After the three-game losing streak which put LIU at 4-9 for the season and 0-2 to start NEC play, Jack Perri started making changes and started putting some of these young guys under the fire and see how well they would come out of it.
The first thing was moving sophomore guard Joel Hernandez into the starting lineup and having senior forward Landon Atterberry come off the bench.
Then he started using his bench more and started giving more minutes to freshmen Trevin Woods, Trevon Woods, and Jamil Hood and cut down some of the minutes to over-used Martin Hermannsson and Elvar Friðriksson.
He continued using sophomore Iverson Fleming off the bench and you could see his confidence and consistency grow to the point, he was finishing out games for LIU.
He also got back a big piece in sophomore Glenn Feidanga who was out hurt for a good part of the season. Also, Nura Zanna began flourishing and has even started avoiding fouling out of games, in particularly of late. Martin Hermannsson started finding consistency and confidence back in his game. Recently, Elvar Fridriksson has started to regain the form he started the season at which was at one of the team’s top players.
Since the 0-2 start to NEC play which also culminates with insertion of Hernandez into the starting lineup along with the other changes, LIU is 6-4 in conference. After the 0-6 start, LIU has gone 10-7 since. Their defense has greatly improved as the season has gone along. During the opening 0-6 losing streak, LIU gave over 1.0 points per possession to each opponent. Since that start, LIU has allowed over 1.0 points per possession just five times in seventeen games.
The biggest sign of this team possibly showing maturation is from the time after the game where they showed their youth and immaturity in losing to Mount St. Mary’s at Barclays Center in a game they had a 21-point lead in the first half and a 17-point lead in the second half and lost. Since that terrible loss, they have gone 4-2. They started by winning the games they should win in wins at FDU and against CCSU. Then this past week, getting two huge home wins against upper tier NEC teams in Robert Morris and Saint Francis U.
Yet, there is still work to be done. They have lost to Bryant twice (although by a combined nine points) and got handed a lesson by cream of the crop St. Francis Brooklyn in a spanking of youth vs. experience.
They now face their biggest challenge of the season as they come down the stretch of the season. They play three pivotal road games in the next three games that could decide how their march to March will go with games at Robert Morris, Saint Francis U. and Mount St. Mary’s.
For this team to take the next step in their progression, they have to come out of these three games with minimum of one win.
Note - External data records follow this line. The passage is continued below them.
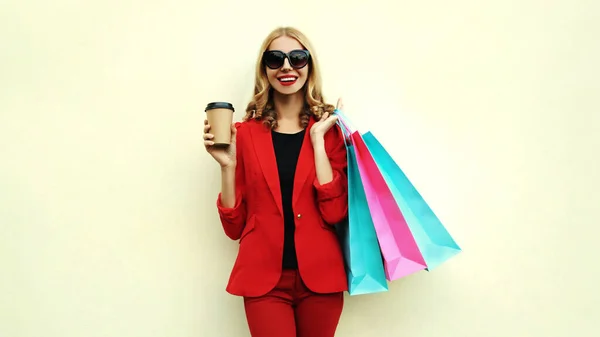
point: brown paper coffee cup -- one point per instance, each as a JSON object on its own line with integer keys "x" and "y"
{"x": 220, "y": 117}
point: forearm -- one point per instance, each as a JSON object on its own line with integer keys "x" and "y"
{"x": 322, "y": 164}
{"x": 228, "y": 186}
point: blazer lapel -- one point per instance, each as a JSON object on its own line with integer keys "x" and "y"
{"x": 305, "y": 165}
{"x": 263, "y": 147}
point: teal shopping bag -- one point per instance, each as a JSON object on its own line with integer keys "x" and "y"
{"x": 434, "y": 241}
{"x": 362, "y": 255}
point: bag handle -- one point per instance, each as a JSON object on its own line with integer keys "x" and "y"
{"x": 344, "y": 123}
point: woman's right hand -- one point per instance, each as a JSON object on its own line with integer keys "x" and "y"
{"x": 225, "y": 156}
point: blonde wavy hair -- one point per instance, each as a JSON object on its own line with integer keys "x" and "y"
{"x": 261, "y": 106}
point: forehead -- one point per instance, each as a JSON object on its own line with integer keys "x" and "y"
{"x": 285, "y": 44}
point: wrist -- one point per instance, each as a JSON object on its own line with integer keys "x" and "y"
{"x": 228, "y": 167}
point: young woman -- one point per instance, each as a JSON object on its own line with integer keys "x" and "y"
{"x": 283, "y": 188}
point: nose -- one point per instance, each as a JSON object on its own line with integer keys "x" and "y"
{"x": 286, "y": 65}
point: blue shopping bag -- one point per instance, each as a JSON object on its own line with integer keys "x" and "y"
{"x": 362, "y": 255}
{"x": 434, "y": 241}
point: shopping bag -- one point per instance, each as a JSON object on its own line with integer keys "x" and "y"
{"x": 364, "y": 265}
{"x": 434, "y": 241}
{"x": 400, "y": 252}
If they could get two wins, if could set them set up for a chance at getting a first-round home game in the NEC tournament. Three losses though would put the pressure squaring on them as they head into the final games, just to keep their current position and avoid the eight-seed or even worse if FDU suddenly has a hot streak in them that could see them overtake LIU and leave them out completely.
People often forget, it is not easy winning with a mostly young and fairly inexperienced team. The ups and downs are fairly steep with young teams like LIU. Yet, they have an opportunity to show how much they have grown over the course of this season. It will a difficult task, no doubt but they may now be ready to take as the signs of maturity has slowly taken shape. As one saying goes, “Maturity begins to grow when you sense your concerns for others outweighing your concerns for yourself.” That maybe the case with this season’s Blackbirds. The story has yet to be written.